Renaissance culturelle et rayonnement actuel
Après son inauguration, le Théâtre Amazonas a connu des périodes contrastées. Il a fait l’objet de quatre restaurations majeures en 1929, 1974, 1988 et 1990. Malgré ces interventions, l’édifice est tombé dans l’oubli pendant près de 90 ans, n’accueillant plus de représentations régulières. Lors de notre premier voyage au Brésil, il y a une vingtaine d’années, nous avions entendu parler de ce « théâtre fantôme » perdu en Amazonie.
La renaissance du théâtre date de 2001, sous l’impulsion du gouverneur Amazonino Mendes. Celui-ci avait la vision ambitieuse de doter Manaus d’un orchestre, d’un chœur et d’un corps de ballet dignes de ce cadre exceptionnel.
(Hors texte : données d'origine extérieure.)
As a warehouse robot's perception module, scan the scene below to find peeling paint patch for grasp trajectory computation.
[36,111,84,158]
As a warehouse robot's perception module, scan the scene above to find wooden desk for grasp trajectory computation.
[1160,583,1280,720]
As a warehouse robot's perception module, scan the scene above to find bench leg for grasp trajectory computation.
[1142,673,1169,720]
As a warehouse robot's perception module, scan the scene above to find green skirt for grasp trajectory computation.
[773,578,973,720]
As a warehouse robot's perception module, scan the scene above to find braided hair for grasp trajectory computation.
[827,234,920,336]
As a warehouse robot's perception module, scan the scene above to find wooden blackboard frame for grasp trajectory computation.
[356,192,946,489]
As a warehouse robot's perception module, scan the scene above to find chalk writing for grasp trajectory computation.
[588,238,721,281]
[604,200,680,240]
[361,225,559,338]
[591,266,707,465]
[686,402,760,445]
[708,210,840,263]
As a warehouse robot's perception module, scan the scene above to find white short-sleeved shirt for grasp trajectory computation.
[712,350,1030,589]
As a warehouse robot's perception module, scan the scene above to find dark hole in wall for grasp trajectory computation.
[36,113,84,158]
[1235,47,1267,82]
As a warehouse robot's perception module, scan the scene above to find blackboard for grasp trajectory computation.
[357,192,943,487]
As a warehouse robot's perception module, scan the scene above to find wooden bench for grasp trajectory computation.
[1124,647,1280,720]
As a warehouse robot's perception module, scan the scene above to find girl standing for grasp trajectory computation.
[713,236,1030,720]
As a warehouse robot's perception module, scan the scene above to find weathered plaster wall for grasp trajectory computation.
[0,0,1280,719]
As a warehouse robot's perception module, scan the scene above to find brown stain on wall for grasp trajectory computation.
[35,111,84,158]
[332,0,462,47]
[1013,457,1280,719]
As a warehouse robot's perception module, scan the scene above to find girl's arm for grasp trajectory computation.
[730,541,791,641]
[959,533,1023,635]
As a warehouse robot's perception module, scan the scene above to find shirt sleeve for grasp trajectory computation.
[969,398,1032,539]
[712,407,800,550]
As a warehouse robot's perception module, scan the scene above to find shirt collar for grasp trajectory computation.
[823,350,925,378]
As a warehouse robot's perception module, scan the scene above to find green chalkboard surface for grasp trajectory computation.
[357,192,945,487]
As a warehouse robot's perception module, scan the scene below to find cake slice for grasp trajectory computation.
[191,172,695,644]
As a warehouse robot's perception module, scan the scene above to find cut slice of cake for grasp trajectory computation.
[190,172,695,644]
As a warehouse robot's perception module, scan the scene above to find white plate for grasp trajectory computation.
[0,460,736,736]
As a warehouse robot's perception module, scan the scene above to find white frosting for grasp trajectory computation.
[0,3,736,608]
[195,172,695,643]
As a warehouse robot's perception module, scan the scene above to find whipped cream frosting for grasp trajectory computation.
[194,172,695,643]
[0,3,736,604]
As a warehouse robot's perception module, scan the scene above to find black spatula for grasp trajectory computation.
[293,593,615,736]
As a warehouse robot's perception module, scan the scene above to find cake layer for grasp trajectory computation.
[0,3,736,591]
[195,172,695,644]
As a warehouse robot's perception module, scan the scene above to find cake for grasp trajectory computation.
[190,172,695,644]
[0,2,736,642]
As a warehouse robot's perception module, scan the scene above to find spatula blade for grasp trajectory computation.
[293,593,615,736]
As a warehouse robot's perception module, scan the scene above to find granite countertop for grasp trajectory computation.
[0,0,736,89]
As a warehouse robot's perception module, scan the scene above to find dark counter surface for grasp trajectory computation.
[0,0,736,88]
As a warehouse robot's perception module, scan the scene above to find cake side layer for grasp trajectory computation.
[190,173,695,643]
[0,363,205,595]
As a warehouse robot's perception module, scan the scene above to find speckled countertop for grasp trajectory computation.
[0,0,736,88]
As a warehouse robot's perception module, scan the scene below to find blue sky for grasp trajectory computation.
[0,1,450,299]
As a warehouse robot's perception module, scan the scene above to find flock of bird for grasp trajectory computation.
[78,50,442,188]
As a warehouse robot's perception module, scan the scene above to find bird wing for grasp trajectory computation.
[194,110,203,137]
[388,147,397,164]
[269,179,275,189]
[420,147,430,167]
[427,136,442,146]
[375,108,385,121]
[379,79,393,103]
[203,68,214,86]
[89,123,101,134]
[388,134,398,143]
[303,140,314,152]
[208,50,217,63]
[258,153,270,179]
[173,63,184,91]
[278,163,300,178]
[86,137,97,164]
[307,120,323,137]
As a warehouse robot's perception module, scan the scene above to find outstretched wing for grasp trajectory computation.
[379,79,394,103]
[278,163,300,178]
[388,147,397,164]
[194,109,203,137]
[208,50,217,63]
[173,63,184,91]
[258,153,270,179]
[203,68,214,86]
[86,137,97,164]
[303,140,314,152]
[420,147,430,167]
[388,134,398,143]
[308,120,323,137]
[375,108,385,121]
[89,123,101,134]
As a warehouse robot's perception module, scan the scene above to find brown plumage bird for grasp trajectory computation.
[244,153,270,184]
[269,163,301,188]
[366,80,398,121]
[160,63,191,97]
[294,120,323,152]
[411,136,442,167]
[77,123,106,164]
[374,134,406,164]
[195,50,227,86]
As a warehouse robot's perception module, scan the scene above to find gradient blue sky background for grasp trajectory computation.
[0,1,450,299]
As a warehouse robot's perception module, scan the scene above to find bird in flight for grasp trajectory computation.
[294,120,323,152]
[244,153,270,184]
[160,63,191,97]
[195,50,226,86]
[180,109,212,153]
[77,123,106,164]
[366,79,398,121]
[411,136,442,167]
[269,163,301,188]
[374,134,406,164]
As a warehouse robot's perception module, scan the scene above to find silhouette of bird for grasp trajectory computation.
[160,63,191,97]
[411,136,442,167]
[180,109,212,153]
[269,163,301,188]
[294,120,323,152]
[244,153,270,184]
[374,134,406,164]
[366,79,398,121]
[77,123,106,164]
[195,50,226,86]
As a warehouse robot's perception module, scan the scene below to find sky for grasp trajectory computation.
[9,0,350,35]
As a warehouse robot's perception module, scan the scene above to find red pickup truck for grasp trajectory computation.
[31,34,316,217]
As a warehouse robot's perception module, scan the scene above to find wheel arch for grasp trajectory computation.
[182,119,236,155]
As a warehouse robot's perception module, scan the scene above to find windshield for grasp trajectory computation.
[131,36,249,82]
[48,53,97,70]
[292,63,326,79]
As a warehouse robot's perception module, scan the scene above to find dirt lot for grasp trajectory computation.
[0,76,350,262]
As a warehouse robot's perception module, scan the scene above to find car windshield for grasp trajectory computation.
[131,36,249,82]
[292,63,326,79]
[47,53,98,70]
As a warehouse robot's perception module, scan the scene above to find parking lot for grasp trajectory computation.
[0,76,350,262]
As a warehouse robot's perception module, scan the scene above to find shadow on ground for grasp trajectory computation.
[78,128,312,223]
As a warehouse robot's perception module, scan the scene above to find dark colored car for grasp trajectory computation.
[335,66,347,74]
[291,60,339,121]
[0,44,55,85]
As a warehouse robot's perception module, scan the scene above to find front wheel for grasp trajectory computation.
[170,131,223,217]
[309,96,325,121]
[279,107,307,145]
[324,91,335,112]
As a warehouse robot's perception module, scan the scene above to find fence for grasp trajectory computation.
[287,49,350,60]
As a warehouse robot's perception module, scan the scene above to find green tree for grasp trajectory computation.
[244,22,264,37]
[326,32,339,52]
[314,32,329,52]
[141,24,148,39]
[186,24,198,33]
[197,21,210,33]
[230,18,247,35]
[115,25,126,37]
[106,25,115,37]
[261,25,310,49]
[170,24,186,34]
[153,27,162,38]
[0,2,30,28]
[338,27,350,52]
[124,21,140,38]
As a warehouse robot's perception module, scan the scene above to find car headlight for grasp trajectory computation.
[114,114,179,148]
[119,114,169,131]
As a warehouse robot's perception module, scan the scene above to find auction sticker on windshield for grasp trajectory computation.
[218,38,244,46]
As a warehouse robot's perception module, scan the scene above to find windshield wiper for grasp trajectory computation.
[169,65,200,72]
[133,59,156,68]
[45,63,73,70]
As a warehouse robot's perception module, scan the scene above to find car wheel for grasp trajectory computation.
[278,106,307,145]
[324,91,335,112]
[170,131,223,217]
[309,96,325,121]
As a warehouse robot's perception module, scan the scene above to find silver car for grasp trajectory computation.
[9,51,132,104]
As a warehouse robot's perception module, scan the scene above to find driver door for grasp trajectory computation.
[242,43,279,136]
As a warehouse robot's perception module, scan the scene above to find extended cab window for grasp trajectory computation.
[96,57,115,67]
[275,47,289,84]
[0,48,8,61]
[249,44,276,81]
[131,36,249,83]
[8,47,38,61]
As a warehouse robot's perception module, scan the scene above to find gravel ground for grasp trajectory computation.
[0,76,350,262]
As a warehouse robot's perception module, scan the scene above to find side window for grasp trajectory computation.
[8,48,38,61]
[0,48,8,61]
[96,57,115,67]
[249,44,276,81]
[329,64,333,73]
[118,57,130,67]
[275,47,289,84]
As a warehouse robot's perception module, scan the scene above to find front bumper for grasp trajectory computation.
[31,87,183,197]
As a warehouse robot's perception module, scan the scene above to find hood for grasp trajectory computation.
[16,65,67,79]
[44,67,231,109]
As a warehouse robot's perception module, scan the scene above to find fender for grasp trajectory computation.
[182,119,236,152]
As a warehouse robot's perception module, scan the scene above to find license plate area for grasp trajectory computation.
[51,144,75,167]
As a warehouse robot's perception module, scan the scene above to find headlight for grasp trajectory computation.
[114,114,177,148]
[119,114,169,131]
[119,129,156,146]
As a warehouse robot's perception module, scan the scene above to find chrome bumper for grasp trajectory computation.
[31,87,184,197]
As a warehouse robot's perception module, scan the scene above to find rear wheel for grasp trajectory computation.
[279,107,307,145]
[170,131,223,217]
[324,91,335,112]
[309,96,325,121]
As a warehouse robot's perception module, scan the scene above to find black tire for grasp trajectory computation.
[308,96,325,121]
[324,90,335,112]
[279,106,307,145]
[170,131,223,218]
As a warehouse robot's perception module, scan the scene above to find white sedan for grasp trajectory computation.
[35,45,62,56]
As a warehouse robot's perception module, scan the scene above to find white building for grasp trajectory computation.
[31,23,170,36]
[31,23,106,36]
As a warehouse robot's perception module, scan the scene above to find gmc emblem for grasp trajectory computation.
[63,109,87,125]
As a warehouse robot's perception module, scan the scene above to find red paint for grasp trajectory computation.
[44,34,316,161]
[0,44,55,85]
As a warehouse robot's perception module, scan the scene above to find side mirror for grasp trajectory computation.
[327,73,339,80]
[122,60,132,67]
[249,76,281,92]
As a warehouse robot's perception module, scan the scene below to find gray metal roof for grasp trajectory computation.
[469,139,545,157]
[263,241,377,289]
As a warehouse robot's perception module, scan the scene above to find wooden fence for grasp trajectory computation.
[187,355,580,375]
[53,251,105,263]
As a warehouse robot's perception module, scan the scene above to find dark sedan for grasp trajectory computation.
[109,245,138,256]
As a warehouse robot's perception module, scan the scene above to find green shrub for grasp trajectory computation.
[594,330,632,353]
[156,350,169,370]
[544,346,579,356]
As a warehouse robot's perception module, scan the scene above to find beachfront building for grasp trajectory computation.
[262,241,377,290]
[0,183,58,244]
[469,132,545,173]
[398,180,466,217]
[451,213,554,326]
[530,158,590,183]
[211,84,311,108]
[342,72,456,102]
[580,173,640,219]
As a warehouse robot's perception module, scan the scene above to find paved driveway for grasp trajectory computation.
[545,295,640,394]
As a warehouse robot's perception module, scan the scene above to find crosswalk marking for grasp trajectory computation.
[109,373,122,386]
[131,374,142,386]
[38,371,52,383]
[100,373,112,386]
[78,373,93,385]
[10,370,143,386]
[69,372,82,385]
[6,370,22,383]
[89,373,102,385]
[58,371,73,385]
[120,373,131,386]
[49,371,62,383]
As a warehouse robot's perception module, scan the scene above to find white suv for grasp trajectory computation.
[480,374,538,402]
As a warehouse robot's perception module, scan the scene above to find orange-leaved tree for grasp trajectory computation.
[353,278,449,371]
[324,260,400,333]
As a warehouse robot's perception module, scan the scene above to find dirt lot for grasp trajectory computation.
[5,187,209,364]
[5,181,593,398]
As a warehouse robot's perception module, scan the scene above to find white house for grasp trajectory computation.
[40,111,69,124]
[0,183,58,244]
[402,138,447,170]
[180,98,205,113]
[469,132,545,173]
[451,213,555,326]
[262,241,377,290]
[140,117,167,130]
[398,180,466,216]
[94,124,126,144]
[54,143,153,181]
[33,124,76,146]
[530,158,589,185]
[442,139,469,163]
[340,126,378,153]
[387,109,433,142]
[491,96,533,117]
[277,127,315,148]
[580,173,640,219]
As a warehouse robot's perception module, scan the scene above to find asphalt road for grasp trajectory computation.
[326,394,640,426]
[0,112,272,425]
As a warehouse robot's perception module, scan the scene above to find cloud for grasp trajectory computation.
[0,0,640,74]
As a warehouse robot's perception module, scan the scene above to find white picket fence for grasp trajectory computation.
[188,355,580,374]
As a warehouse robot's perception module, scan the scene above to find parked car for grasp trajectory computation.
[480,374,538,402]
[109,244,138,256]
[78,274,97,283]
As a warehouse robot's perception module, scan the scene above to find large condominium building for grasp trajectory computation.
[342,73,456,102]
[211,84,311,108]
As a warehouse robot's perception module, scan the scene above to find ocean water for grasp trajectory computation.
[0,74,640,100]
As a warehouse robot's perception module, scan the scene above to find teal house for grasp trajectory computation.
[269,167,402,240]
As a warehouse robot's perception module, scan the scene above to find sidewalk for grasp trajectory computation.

Le défi était de taille dans une région où la culture classique n’était pas profondément ancrée, mais le pari fut relevé avec brio.

Aujourd’hui, l’orchestre philharmonique du théâtre rassemble des musiciens de nombreuses nationalités, notamment de Bulgarie, de Russie et de Biélorussie. Cette diversité culturelle rappelle celle que nous avions pu observer dans certains ensembles orchestraux en Europe de l’Est, où les frontières musicales s’effacent au profit de l’excellence artistique.
Chaque année, le théâtre accueille également un festival cinématographique qui attire des réalisateurs et des cinéphiles du monde entier. Le bâtiment a d’ailleurs lui-même joué un rôle cinématographique, apparaissant dans le film Fitzcarraldo de Werner Herzog en 1982. Ce long-métrage, que nous avions découvert bien avant notre visite à Manaus, raconte justement l’histoire d’un homme obsédé par l’idée de construire un opéra en pleine jungle, miroir passionnant de la réalité du Théâtre Amazonas.
Visiter ce joyau architectural, c’est plonger dans une période où l’or blanc du caoutchouc permettait tous les rêves, même les plus fous. C’est aussi comprendre comment un monument culturel peut traverser les époques et continuer à rayonner, malgré les vicissitudes de l’histoire.